Malta Elected A Record Number Of Women Outright. Was The Gender Quota
Malta Elected A Record Number Of Women Outright. Was The Gender Quota for local.
Sliema News
national
Image source: Lovin Malta
Ten women held seats in Malta's House of Representatives at the close of the 2026 general election count — before casual elections and the gender-corrective quota mechanism were applied — the highest number ever recorded at that stage. Nine of the ten won district seats outright. The tenth, Janice Abela Chetcuti, entered through the older proportionality mechanism, a constitutional adjustment that tops up whichever party received more votes than its seat share reflects.
That mechanism is party-driven, not gender-driven, and it has seated a woman only twice before in the available records: Claudette Buttigieg and Paula Mifsud Bonnici in 2013. The count-stage tallies across the past six general elections — district wins plus any proportionality seats, before casual elections and quota corrections — trace an uneven line: five women in 2003, six in 2008, seven in 2013, eight in 2017, four in 2022, ten in 2026.
District wins followed a similar pattern: five, six, five, eight, four, nine. Proportionality seats went to women only in 2013 (two seats) and 2026 (one seat); in 2003, 2008, 2017, and 2022, no woman entered through that route. The sharp drop in 2022 preceded the 2026 figure; the proportionality channel's contribution was minimal in both years.
Three of the nine 2026 district winners arrived in Parliament a different way four years ago. Eve Borg Bonello and Alicia Bugeja Said entered the House for the first time through the 2022 gender quota. Paula Mifsud Bonnici had previously served as a Nationalist MP between 2013 and 2017, lost her seat, and came back through the same quota in 2022.
In 2026, all three won district seats outright — Borg Bonello reaching the quota threshold in her district, the other two taking the last available seat in theirs. Around one-third of this year's district winners first sat in Parliament because the quota put them there. The 2022 quota added twelve women to the House — six per party — lifting female representation to roughly 28% of members, still short of the 40% target written into law.
The quota has been applied in one previous election, 2022, making 2026 the first occasion on which its downstream effects on district results can be observed. The quota's legal status is being contested in court; the article does not name the parties, case number, or court involved. In 2022, casual elections — triggered when a candidate wins two districts and must surrender one, with the vacated seat going to the next candidate in line — raised the pre-quota count-stage figure from four women to ten, equalling 2026's opening tally.

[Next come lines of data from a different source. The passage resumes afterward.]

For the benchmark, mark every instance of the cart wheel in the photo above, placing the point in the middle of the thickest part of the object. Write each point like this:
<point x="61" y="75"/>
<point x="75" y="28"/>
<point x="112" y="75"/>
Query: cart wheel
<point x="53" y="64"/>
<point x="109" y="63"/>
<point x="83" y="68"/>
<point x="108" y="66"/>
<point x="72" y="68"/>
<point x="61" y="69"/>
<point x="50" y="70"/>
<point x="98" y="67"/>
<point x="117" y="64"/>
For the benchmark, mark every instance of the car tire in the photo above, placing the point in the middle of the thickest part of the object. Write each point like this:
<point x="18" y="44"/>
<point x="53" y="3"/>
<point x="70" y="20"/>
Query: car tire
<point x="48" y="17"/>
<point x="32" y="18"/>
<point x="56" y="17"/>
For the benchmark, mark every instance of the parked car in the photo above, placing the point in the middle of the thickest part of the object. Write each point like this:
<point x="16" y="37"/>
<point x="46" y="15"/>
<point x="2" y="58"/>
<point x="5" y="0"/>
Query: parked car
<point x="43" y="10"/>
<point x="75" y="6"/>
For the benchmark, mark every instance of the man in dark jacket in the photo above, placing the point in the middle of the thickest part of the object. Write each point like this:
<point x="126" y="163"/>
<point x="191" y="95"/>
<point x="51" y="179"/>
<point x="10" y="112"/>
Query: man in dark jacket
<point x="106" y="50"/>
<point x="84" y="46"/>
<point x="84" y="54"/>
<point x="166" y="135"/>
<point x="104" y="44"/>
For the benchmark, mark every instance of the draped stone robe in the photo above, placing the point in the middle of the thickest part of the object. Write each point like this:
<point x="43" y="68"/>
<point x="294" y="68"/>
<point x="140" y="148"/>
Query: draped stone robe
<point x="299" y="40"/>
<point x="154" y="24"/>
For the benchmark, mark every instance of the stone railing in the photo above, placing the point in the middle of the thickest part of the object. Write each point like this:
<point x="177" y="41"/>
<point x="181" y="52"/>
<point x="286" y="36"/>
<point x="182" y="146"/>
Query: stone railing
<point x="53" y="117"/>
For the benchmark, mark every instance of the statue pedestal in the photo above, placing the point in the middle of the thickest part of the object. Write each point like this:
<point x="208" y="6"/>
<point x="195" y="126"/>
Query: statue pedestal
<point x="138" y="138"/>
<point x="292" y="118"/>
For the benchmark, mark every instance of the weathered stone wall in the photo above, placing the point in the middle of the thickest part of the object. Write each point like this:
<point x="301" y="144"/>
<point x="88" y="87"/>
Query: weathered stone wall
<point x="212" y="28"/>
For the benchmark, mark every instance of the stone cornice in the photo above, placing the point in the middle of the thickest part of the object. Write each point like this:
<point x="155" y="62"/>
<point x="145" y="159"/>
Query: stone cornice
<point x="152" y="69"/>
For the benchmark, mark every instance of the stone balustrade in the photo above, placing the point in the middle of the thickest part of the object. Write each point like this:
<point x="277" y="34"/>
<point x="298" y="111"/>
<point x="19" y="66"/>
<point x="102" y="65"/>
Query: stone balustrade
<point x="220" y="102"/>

In 2026, casual elections had not yet been held at the time of writing, and the article does not identify any that have been scheduled; the final women's total will depend on their outcome. Miriam Dalli was the only woman to top her district outright in 2026. No woman topped any district in 2022.
Across the six elections in the series, women topped a district twice in 2003, twice in 2008, then once each in 2013 and 2017, not at all in 2022, and once this year. 2% in 2026, with most of that growth recorded before the quota law existed — by 2017, about one in five candidates was a woman without any legal requirement to achieve it.
Under Malta's single transferable vote system, women's district wins tend to arrive late in the count, on transfers and marginal positions decided by a few hundred votes, rather than on early first-count returns dominated by men. That pattern holds across every election in the series. Nine district wins is a record for the count stage; it is also, in seven of the nine cases, a last-seat finish.